La Direction générale de la prévention du sida a lancé, le 15 avril, une campagne de sensibilisation intitulée «Zéro risque, zéro regret» dans le premier arrondissement de Libreville. L’initiative avait pour objectif d’informer les populations sur les modes de transmission du VIH et de promouvoir les comportements préventifs. Ceci, d’autant qu’avec un taux de prévalence de 3,6 %, le Gabon se situe parmi les pays connaissant une épidémie généralisée. Toute chose justifiant la mobilisation de ces équipes sur le terrain.

Les populations reçues dans le cadre de la sensibilisation par les agents de la Direction générale de la prévention du sida. © Facebook.com/DGPSgabon

 

Pour sensibiliser et informer davantage les populations sur le VIH/Sida, la Direction générale de la prévention du sida a mobilisé, le 15 avril, ses agents sur le terrain, dans le premier arrondissement de Libreville. Au-delà de cette sensibilisation, il était de même question d’appeler à la dé-stigmatisation et de rappeler qu’il ne s’agit pas d’un sujet tabou.  

Continuer de sensibiliser les populations

«Le VIH est toujours une épidémie généralisée, avec 3,6 % de personnes infectées, donc de prévalence. Le directeur général de la prévention, Monsieur Alexis Nguema Obame, a décidé de mettre les agents sur le terrain pour continuer de sensibiliser les populations», a indiqué Adelaïde Mbélé, agent à la direction générale de la prévention du sida.

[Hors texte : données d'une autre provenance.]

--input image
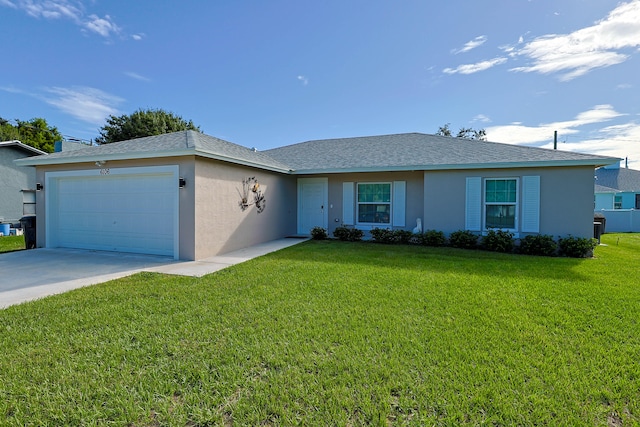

Elle a expliqué que trois équipes ont été déployées simultanément à Alibandeng, aux Charbonnages et au Centre médical de Louis. Les agents ont distribué des prospectus, prodigué des conseils et remis des préservatifs aux habitants. Cette approche de proximité a ainsi permis d’aller directement au contact des populations, en favorisant la compréhension des modes de transmission et l’adoption de comportements sûrs. Les responsables ont insisté sur le fait que la prévention passe par l’information et l’accompagnement, afin de réduire le risque d’infection.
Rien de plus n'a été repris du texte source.